The closest thing we had, the Mark VI patrol boat is gone. The SEALs have a few toys here and there, but are few in number, bespoke in capability, and they ain’t sharing. Sadly, our Navy - in both large ships and small - are not providing our Marines what they may need should the call come.
Sweden also has some superb small boats - one that comes with a 120mm mortars (that would come in handy in UKR too).
Until then, we will have to look to nation with 1.6% of our population and only dream;
The Jehu U-700 craft is very fast—capable of sprinting up to forty knots—and armored, offering the Marine Corps an advantage over the kinds of vessels they currently have in service.
“It was incredible,” said Sgt. Idan Urrutia, a machine gunner, in the Marine Corps statement. “On the inside they have screens, so while you’re in there you can still have a general idea of where you are going.”
The vessel was also well-regarded for its casualty evacuation abilities. “It has integrated litter sanctions that give it the ability to transfer 12 littered patients, which is the same as our MV-22,” U.S. Navy Lieutenant Lindsay Murphy explained. “Its maneuverability is second to none, and it offers the ability to interface with any of our blue-water or brown-water platforms.”

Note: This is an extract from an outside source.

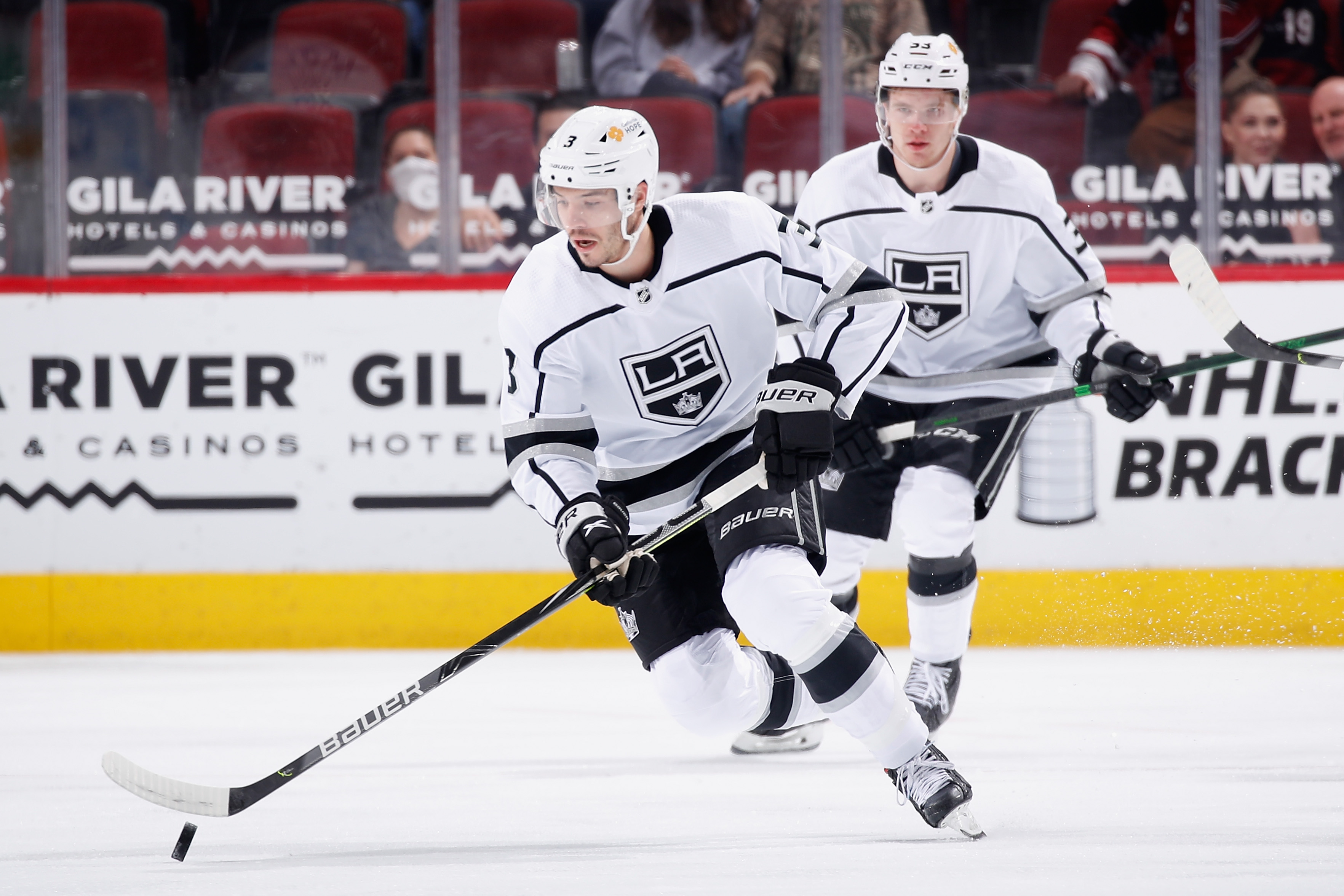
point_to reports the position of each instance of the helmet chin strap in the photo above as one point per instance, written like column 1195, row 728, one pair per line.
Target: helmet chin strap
column 633, row 240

Maybe we should take a page from the US Space Force and create yet another military branch, the US Riverine Force.
The USRF would instantly have institutional and bureaucratic inertia, along with all the accompanying incentives for self preservation and growth. Every agency strives to keep existing.
I'm only 99% kidding.
The Navy, down deep, does not like brown water. The Navy invented riverine warfare in the Civil War and quickly abandoned it. We reinvented riverine warfare in Vietnam and then scrapped it. The Navy is no longer capable of designing and building small combatants for littoral and riverine warfare. Our best course is to purchase such platforms from allied navies and, perhaps, put the Marines in charge of operating them.